I am working with a 6 year old using Reading Reflex, and have worked through the basic code. She can blend words easily, but blends each and every time she comes to a word, even words she has seen before. Is this age-appropriate? Does she just need more practice? Is there more I should be doing?
Re: Going beyond blending to reading?
I agree. Better to blend each word as it comes now than to be doing a lot of sight reading. It might be faster (sight reading) but she will never be able to read every word she sees. If she has a solid foundation of decoding then she will be able to eventually learn these words and read them fluently. That comes later. Relax as she is only 6. If she were older and had more time on this I’d start thinking she needed something else.
—des
Re: Going beyond blending to reading?
Yes, it’s normal :)
Does she do it if she reads the same sentence twice in a row? THat’s not as normal and I’d do that (with short, easy sentences :-)) in case she really is ready for faster recognition but just hasn’t “clicked” on the idea.
And… how is her oral language comprehension?
re: sentences
Yes, she will blend each word when rereading a sentence; unless the sentence is only 3 words. She reblends each word no matter how many times she has seen it before. She is in the first grade and turns 7 next month. Her oral comprehension is good.
Re: Going beyond blending to reading?
Blending even on re-reading says that she is not certain or confident of her reading yet. Do lots of work with limited vocabulary booklets where the same words come up over and over and over again *but* in different contexts (so she is learning the words, not memorizing and reciting). Also make word cards as above — *NOT* flashcards, the point is not to rush, exactly the opposite. Take the time and go over and over the limited base vocabulary, blending and re-blending, until she is sure that the yes, this set of symbols does stand for this word. Have her make up sentences with the cards and read them to you — kids enjoy this and it gets them involved and they gain confidence.

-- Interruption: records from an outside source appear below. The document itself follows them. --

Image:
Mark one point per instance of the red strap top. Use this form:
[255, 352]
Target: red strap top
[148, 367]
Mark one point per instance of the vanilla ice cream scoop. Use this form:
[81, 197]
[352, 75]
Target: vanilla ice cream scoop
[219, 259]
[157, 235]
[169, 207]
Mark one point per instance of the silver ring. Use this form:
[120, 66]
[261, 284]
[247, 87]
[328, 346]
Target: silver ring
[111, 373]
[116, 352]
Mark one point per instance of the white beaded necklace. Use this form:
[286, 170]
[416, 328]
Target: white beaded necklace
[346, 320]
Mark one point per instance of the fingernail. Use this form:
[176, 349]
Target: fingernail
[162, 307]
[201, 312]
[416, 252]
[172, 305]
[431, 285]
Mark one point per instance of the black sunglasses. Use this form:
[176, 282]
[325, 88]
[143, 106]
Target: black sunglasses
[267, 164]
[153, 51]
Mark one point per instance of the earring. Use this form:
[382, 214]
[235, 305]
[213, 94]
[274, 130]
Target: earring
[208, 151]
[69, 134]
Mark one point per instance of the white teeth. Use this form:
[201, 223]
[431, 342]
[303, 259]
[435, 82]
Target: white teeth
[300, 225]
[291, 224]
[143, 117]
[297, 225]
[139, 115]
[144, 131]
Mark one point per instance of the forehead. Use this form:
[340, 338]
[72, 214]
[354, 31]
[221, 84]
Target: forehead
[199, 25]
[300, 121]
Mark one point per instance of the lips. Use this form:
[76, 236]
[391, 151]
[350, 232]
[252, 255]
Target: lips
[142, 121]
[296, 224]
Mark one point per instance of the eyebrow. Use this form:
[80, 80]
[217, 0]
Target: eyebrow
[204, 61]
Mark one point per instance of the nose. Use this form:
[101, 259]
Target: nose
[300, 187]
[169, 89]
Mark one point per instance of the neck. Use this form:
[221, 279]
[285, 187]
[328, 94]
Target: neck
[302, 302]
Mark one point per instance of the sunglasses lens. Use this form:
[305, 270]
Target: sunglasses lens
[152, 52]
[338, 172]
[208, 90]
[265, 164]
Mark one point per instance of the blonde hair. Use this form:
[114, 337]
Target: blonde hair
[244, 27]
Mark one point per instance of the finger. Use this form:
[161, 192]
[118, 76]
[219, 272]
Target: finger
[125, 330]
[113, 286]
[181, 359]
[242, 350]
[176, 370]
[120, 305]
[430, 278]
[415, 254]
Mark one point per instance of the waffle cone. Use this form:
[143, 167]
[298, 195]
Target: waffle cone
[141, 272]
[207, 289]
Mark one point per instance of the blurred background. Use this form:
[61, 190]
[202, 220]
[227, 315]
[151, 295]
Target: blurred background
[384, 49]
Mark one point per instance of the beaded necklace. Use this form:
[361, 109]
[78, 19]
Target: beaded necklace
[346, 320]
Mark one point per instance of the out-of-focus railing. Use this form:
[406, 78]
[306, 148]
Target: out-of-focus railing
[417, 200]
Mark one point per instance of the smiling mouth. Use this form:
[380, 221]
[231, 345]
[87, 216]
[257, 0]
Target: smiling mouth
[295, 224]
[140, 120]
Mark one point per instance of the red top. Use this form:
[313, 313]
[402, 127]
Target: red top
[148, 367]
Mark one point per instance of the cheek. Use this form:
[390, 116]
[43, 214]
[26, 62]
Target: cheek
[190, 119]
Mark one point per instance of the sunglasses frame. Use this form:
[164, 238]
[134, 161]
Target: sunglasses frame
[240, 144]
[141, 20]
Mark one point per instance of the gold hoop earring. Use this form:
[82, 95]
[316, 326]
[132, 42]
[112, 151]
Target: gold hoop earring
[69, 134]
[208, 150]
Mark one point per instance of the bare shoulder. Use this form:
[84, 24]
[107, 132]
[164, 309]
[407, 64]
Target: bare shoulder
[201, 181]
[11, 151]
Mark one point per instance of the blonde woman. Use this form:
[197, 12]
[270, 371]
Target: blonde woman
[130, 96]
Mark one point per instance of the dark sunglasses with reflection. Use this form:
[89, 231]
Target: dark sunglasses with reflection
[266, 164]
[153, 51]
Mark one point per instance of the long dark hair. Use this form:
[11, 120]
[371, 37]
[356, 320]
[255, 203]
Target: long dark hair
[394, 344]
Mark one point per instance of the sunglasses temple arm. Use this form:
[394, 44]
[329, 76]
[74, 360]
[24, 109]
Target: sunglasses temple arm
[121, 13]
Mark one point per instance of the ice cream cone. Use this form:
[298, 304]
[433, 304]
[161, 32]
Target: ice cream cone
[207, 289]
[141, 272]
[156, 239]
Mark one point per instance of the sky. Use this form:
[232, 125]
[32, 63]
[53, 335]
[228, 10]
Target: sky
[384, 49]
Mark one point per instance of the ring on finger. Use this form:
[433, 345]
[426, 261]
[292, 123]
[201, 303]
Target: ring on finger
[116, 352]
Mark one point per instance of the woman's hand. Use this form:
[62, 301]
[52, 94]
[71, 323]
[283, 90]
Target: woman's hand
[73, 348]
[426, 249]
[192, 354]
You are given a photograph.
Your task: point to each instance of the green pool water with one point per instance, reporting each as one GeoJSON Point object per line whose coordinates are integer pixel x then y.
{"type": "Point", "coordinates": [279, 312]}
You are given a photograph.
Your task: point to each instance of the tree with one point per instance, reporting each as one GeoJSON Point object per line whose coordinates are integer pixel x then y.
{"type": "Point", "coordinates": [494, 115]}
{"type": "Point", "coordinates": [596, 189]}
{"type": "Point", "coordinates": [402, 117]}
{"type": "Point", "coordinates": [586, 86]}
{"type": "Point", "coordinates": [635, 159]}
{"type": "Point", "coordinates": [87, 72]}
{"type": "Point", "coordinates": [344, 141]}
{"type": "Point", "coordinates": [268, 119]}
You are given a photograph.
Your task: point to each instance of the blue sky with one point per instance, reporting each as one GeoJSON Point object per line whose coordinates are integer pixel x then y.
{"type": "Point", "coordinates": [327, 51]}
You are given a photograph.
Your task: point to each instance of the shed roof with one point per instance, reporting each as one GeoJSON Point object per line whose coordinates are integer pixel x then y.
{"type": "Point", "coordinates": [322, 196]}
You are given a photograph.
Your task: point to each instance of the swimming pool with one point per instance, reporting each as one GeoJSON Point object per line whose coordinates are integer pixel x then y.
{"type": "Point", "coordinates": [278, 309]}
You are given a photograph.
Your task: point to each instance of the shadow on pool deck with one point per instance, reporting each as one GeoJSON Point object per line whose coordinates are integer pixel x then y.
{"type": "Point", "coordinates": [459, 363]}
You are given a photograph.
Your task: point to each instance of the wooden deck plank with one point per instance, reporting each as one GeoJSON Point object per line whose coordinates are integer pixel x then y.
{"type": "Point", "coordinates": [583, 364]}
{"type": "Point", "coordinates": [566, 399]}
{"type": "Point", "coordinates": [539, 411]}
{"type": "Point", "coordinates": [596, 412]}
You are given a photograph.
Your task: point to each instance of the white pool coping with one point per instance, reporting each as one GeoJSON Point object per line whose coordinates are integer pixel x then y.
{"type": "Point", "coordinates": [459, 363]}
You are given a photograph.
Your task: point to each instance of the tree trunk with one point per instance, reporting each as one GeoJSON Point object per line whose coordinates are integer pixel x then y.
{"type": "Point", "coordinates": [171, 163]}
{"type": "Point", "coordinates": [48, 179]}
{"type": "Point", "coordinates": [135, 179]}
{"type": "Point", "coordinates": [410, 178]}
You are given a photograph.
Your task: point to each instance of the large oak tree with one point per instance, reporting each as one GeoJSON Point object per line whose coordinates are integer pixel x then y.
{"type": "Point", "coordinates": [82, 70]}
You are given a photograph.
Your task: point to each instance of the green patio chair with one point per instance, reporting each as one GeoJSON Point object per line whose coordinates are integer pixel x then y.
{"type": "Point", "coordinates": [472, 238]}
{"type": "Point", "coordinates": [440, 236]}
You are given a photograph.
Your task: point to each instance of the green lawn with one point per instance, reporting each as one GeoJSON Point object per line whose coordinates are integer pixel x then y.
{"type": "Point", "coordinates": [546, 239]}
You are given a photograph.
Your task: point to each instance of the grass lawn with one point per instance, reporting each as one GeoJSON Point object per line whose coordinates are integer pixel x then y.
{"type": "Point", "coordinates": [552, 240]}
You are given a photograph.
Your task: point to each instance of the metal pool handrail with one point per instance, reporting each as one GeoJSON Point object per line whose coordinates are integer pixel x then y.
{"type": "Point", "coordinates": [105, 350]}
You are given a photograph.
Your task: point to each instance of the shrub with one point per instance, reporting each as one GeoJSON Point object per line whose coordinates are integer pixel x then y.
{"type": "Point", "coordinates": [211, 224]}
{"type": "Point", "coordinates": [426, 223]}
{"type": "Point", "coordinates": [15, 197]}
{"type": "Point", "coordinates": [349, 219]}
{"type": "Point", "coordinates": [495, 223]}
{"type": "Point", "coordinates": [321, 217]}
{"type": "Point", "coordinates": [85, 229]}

Some kids get this in a week or two, some take months. If you keep working on it, the light does flash. Hurrying her just loses the little confidence she has and is counter-productive, so bite your tongue and grit your teeth and keep smiling. If she can blend and sound out, she will get there in the end.
Re: Going beyond blending to reading?
Another idea, if she is segmenting and blending each sound, try to teach her to chunk.
So if she reads “sip” as s/i/p, try getting her to blend “s/i” into “si” then add on the “p”, like this “si/p.”
Use words and nonsense words to practice this chunk:
sip
sit
sim
sib
sis
sid
sif
I have even had the child highlight the common chunk.
Take your time and let her work into it. Why does everything have to be instant? The child is six — if she can read fluently in a year by the time she is seven, she will be way ahead of the curve. So look at developing fluency and speed (two different things!!) as a full year’s project, relax, and work into it a bit at a time. Have her read aloud every day. Let her read things that she can handle faily easily — don’t keep pushing and pushing her into more difficult material, don’t turn reading into a battle and a contest. Let her re-read favourite stories at least some of the time if she likes to do that — it’s a natural way some kids have of reinforcing their learning. If she reads every day and gets in lots and lots of practice, and if you keep introducing books that are appropriate to her reading level with just a bit of new vocabulary for gradual development, she will become confident and will blend faster and faster until it becomes automatic.
If she really does seem to be stalled, you can make word cards and have her practice sounding out, spelling, copying, and writing from memory each new word until she is more comfortable with it. As she develops a memory bank and has sounded out and spelled each word in it, she will get better at sounding out new words.